Me apresuro hacia el cuarto, la puerta entreabierta, mi racional cordura pretende mantenerme a salvo de mi mismo. Pero una vez traspaso el marco, miles de espejos se arremolinan en torno a esta escuálida pose, mostrándome un despojo de humanidad, una mirada huidiza y unos pelos magníficos en su aspereza; la hechura curva, el andar indolente, la pisada pidiendo permiso.
Los trocitos que sobrevuelan mi cabeza se confabulan, y me rozan con el aire de la velocidad, cercanos a mi rostro; a la distancia de los uhu-ojos, el búho que no duerme, más que a instantes de reflexión, que suelen coincidir con los desvaríos propios del amanecer.

En uno de los espejos distingo ahora a Clara , y los celos de aquella noche me muerden el alma, me arañan con el canto de este insignificante objeto punzante.
Como los celos eran injustificados, la perdí, me acusa repetitivo el doctor, a través de este viaje en el tiempo.
¿Fue Clara el detonante? ¿Acaso es cierto que existió en mi vida una imagen tan pulida, el único enclave real de mi permanente irregularidad?

Esquivo, con la premura de la tensión, otro pequeño trozo de espejo; casi me muerde esta piraña: reconozco en su brillo la figura estirada de mi padre, y la puerta de entrada de mi primer hogar, recuerdo de infancia: este tutor impuesto, que al caer el atardecer regresa a casa. Me escondo tras la puerta, por si la magia del espejo resucitara aquella aparición, en forma de progenitor en estado etílico constante: sus gritos, su genio poco moderado, sus exigencias imposibles.

Mi reflejo en el espejo, de aquello debe hacer mas de cien años, protegido en la oscuridad, y corro a esconderme bajo las faldas de la mesa, que una vez más, me salva de exponer mi fragilidad a la lava que desprende ese ser volcánico a punto de estallar.

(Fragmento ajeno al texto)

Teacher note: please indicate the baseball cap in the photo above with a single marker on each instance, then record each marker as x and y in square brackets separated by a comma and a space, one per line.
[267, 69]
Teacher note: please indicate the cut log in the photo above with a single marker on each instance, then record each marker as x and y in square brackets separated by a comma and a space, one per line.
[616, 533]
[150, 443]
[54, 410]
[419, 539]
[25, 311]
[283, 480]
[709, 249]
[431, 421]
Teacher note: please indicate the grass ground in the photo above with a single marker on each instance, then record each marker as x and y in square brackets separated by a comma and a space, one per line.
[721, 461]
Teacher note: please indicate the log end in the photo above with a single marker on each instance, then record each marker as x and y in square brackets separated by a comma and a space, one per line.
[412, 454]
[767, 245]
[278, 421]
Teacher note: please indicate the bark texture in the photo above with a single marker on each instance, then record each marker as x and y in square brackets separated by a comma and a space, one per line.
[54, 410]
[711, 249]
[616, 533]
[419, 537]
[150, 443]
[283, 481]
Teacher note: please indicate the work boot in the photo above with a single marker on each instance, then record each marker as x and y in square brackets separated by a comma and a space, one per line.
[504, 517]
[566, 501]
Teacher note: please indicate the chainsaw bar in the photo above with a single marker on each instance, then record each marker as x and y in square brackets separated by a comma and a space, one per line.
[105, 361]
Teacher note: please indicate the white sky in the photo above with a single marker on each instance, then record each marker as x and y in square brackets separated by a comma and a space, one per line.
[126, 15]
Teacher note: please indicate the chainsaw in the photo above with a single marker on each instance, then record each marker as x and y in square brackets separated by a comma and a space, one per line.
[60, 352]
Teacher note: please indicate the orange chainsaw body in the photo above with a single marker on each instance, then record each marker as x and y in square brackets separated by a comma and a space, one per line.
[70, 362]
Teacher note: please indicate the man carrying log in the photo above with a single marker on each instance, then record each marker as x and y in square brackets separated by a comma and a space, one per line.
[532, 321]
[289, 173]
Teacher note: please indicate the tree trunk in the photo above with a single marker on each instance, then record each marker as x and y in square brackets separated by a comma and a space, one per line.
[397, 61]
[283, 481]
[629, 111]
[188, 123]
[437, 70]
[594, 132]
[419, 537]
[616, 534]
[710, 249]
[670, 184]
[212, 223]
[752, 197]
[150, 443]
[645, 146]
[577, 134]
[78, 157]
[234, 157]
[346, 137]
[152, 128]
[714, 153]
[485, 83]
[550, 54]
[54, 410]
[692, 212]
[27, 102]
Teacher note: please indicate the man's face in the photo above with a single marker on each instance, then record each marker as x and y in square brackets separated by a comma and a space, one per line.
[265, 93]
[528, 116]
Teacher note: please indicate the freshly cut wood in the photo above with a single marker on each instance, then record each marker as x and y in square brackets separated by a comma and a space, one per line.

Escucho a mi madre en el otro cuarto, que rompe a llorar, recuperando la capacidad pulmonar del día que la vió parir; incluso ella era ya incapaz de disimular la desazón, que un engendro miserable le provocaba hacía años; desahoga su miseria tirándose de los pelos, apoyada en el balcón; aún la veo allí, en aquel segundo de valentía; una cometa de ochenta kilos de peso; volando...casi volando. .
El estallido lastimero que pronuncia mi nombre me hace brincar, un salto hacia atrás, postura de bebé lastimado en medio de mi propio desconcierto.

Mi padre resucita y vuelve a hacerse visible en el canto del vidrio . Se multiplica su cara, me desafía desde su tumba, en cada trozo de espejo. La habitación ya no me parece segura. No encuentro la mesa. No puedo huir a la calle. La puerta se aleja cada vez más, y mi padre se interpone, deslumbrante su figura majestuosa dentro del espejo fantasma, que torpemente se me adelanta.

Quiero despertar, me lamento en un susurro, eso solo puede ser un mal sueño, yo ya no escucho su voz en mi cabeza, cuando me amenaza con un arma, ni cuando me saca a trompicones por el patio, al anochecer para que duerma cobijado por los muros , en vez de dejar que lo haga en mi cama.

Me llevo ambas manos a la cabeza, protegiéndome de un próximo ataque por sorpresa. No es tan importante ahora arreglar el descompuesto espejo, como lo fue en su momento fabricar una vida nueva en mi interior. Le grito al mundo, a mi invisible verdugo. ¿En qué he fallado esta vez? ¿Ha sido el medicamento mal administrado o las cartas que me han tocado en suerte, en esta tirada?.

....
Se desdibuja la grotesca escena, en donde un peluche que cuelga en la pared está tan fuera de sitio como el descontrolado vaivén de los vidrios. La mano, aprovechando un hilo de cordura, agarra al vuelo el más afilado.
Miles de gotas desesperadas forman un charco de resignación. El suelo, pulido y frío, acuna con tiento un cuerpo exiguo, una mente cansada, una doblez entre esperpéntica y humana. Concluye el vidrio nuevo de agua, que refleja un vacío más de otra existencia agazapada, la única salida sensata cuando un cuerpo ya solo respira, camina y se alimenta por no llevar la contraria.